As it turns out, there are a few! And while I Know How Many Runs You Scored Last Summer is, improbably, a real film, for some reason we gravitated towards the one with the amazing cast instead: Alan Bates, John Hurt, Susannah York, Tim Curry and, in a small, early role that requires him to smear himself with cow shit while screaming, Jim Broadbent.
Cricket only appears as the framing device in this unusual film, but it sets up the quaint, extremely British feel that remains throughout. Tim Curry arrives at a nursing home to help out with a short-staffed match, made up of patients, staff and local villagers; tasked with keeping score, he finds himself sharing a small wooden shed with Alan Bates, who offers to tell him a story. A story he has told before many times, though he warns Curry that each telling is a little different…
On a North Devon beach, John Hurt – who we have previously seen as another patient of the nursing home – wakes from a shared dream with his wife (York) and, disturbed, they both head for home. The couple live a rustic cottage in a small town, where they apparently subsist on the earnings from Hurt’s career as an experimental composer. In a series of scenes that further enhance the film’s brilliantly unusual feel, we watch Hurt as he records the sound of marbles rolling around on a metal tray, a wasp trapped in a jar and (let’s be honest, who hasn’t done this?) the rustling noise that a microphone makes when he rolls it around on his Labrador’s head.

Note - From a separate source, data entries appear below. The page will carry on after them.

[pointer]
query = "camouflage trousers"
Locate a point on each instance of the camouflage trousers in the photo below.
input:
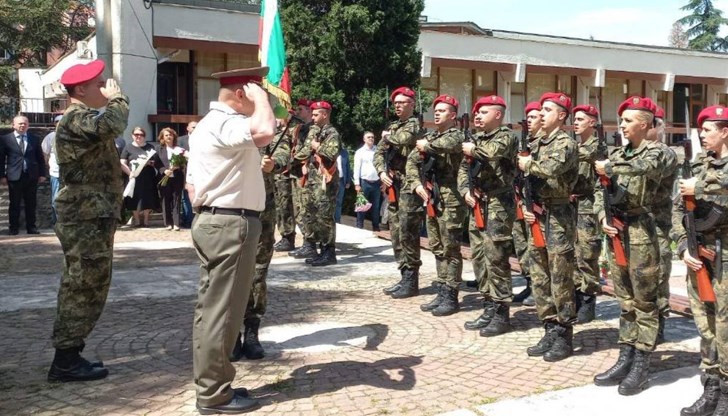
(285, 210)
(408, 221)
(588, 249)
(491, 251)
(711, 319)
(445, 236)
(663, 284)
(552, 268)
(258, 300)
(521, 245)
(319, 215)
(88, 252)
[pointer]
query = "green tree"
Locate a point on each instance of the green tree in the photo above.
(350, 53)
(704, 24)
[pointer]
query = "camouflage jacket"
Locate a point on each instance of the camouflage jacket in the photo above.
(401, 141)
(89, 164)
(496, 151)
(587, 179)
(554, 167)
(447, 151)
(710, 193)
(635, 174)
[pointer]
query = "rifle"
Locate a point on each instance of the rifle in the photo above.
(620, 257)
(527, 196)
(702, 277)
(480, 209)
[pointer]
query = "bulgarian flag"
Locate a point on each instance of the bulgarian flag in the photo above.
(272, 52)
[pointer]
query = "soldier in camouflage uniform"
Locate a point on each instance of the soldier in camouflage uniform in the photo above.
(442, 150)
(398, 141)
(276, 157)
(486, 175)
(662, 210)
(287, 192)
(552, 167)
(635, 171)
(88, 208)
(709, 186)
(588, 236)
(318, 156)
(520, 228)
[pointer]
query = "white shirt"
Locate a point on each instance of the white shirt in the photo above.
(224, 164)
(49, 149)
(364, 165)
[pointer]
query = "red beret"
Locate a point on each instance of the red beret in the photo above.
(318, 105)
(533, 105)
(80, 73)
(447, 99)
(713, 113)
(562, 100)
(637, 103)
(489, 100)
(406, 91)
(589, 110)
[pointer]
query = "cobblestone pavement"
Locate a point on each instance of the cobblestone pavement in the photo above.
(335, 344)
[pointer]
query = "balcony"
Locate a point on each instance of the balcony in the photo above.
(250, 6)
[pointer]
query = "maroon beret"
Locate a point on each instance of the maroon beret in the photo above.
(489, 100)
(560, 99)
(713, 113)
(533, 105)
(321, 105)
(406, 91)
(447, 99)
(637, 103)
(589, 110)
(80, 73)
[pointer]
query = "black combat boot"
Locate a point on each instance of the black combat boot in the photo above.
(708, 401)
(391, 289)
(306, 251)
(434, 303)
(484, 319)
(525, 293)
(639, 375)
(545, 343)
(251, 345)
(286, 243)
(449, 304)
(563, 346)
(410, 284)
(722, 408)
(587, 309)
(616, 373)
(328, 257)
(501, 322)
(68, 365)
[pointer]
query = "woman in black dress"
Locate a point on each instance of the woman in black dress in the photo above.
(171, 192)
(145, 198)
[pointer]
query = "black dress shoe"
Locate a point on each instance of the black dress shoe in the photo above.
(238, 404)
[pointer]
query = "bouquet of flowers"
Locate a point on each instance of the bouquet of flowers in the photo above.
(178, 160)
(361, 204)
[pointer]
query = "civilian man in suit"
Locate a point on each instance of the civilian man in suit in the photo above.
(22, 167)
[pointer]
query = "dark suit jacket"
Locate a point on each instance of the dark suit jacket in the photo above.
(11, 160)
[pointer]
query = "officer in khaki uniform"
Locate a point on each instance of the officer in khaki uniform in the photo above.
(635, 171)
(224, 159)
(553, 166)
(442, 149)
(88, 208)
(405, 214)
(486, 176)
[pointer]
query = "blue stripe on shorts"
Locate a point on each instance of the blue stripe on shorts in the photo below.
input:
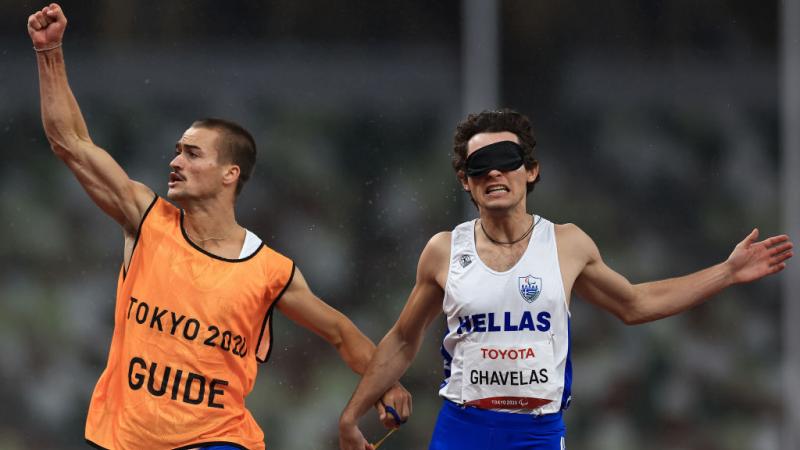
(470, 428)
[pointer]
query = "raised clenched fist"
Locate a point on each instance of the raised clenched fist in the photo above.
(46, 27)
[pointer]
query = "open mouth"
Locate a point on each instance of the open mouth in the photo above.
(174, 178)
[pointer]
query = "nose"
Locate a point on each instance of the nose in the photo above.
(176, 162)
(494, 173)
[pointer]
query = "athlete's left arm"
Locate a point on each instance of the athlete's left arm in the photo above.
(304, 308)
(645, 302)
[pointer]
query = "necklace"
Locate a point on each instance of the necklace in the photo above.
(524, 235)
(202, 241)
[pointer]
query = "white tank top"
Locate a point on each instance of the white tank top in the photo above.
(507, 343)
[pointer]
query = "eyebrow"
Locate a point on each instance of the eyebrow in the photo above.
(186, 146)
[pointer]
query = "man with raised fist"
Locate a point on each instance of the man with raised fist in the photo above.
(196, 290)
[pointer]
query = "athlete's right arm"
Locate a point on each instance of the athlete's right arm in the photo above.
(400, 345)
(103, 179)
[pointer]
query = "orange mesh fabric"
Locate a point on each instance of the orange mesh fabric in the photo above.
(190, 329)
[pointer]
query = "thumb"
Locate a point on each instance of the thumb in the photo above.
(381, 410)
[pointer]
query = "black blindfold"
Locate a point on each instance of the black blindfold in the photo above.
(503, 156)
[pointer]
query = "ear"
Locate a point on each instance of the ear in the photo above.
(462, 178)
(231, 175)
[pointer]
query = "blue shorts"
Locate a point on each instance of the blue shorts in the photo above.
(471, 428)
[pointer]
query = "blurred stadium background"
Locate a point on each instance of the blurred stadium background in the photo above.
(660, 125)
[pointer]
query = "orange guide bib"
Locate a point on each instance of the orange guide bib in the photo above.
(190, 329)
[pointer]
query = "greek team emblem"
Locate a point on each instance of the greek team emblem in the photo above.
(530, 287)
(465, 260)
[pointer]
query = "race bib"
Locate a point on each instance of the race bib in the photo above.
(509, 377)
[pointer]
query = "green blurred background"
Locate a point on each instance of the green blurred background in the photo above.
(657, 124)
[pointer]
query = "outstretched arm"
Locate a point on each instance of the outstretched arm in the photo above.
(638, 303)
(102, 178)
(401, 344)
(300, 305)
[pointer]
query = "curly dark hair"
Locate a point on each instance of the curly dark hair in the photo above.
(493, 121)
(237, 146)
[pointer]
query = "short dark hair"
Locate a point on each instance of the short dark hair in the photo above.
(236, 145)
(495, 121)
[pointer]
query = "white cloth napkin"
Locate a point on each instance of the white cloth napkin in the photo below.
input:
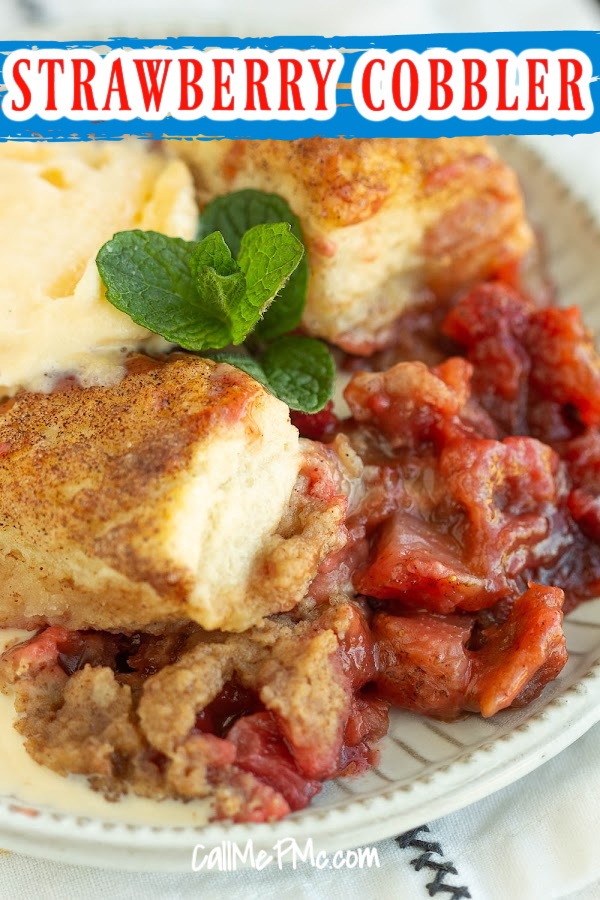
(535, 840)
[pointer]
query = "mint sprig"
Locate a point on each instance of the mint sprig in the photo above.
(233, 214)
(210, 294)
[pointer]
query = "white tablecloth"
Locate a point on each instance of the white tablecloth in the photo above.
(536, 839)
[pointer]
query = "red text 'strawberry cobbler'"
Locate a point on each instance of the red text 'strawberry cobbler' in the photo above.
(472, 524)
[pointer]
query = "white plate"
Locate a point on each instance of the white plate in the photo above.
(427, 769)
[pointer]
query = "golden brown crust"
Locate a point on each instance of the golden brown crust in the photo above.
(346, 181)
(102, 513)
(387, 221)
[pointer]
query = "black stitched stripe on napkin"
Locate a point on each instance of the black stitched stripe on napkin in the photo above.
(425, 860)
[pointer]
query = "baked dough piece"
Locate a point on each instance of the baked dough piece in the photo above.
(387, 221)
(155, 500)
(59, 202)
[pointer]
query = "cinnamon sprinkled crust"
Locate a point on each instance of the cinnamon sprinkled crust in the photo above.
(154, 500)
(387, 221)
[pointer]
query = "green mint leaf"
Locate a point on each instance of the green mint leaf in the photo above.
(147, 275)
(268, 255)
(220, 284)
(233, 215)
(247, 364)
(300, 371)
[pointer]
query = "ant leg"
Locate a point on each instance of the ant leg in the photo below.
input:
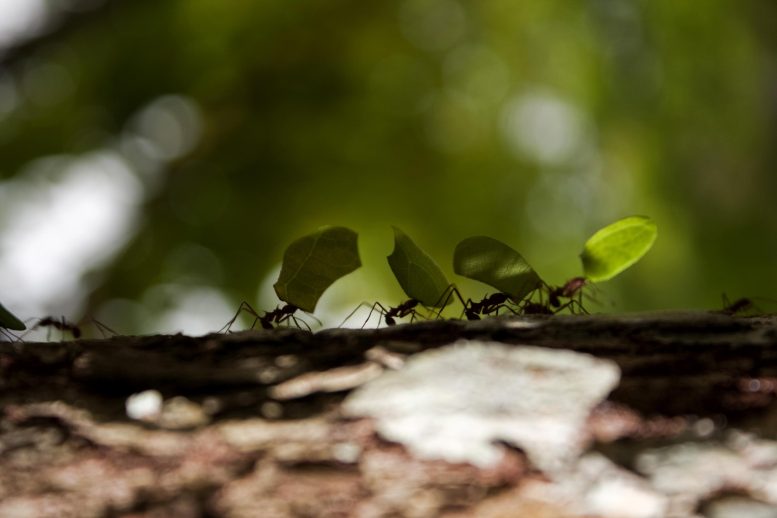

Their idyllic, bohemian lifestyle is interrupted when Hurt, returning from helping out as backup organist at the local church, finds Bates waiting. Introducing himself as a tired traveler, Bates talks his way into joining the couple for lunch, and – with a genuinely frightening, hushed intensity – begins to slowly disrupt their lives. His topics of conversation are startling – within minutes, he has confessed to the murder of his own children – and when he excuses himself from the table, he purposefully moves objects and explores rooms he has no right to visit. All is clearly not quite right with this confessed child-killer!
Needless to say, this malevolent visitor proves reluctant to leave, and the rest of the film effectively follows the shifting balance of power between these three. The wife, initially horrified by their visitor’s confession, begins to find him interesting company; the husband, timid and skeptical, finds that he no longer has the leverage to get rid of this unwanted house guest. And, of course, there’s the matter of his powers.
The Shout is not your average horror film. There’s no gore, no real scares, and most of it takes place in broad daylight. It does have a supernatural element, though; Bates’ darkly charismatic intruder, when he’s not boasting about infanticide, frequently mentions his studies of the dark arts. Naturally, Hurt’s skeptical nature means that he doesn’t take these claims too seriously, but Bates is prepared to demonstrate – and does so, in an incredible scene that perfectly justifies the film’s title. After all, how can an experimental musician possibly resist the opportunity to hear a completely new sound?
Given that two of the major characters are so attuned to sound, The Shout has fittingly superb sound design and music (provided by members of Genesis), and along with the scenic British beaches and countryside, they make for a film with a bizarre, hypnotic atmosphere. It’s light on conventional narrative, heavy on character moments and arthouse vibes, and full of unusual decisions. The fact that the framing device shows us that the villain of the piece is telling the story raises interesting questions, and the conclusion to both tales – Bates’ wandering fable and the cricket match that surrounds it – is likely to raise a few eyebrows. But for viewers who enjoy films that leave the beaten path to tell truly unusual stories, this is an exhilarating piece of filmmaking.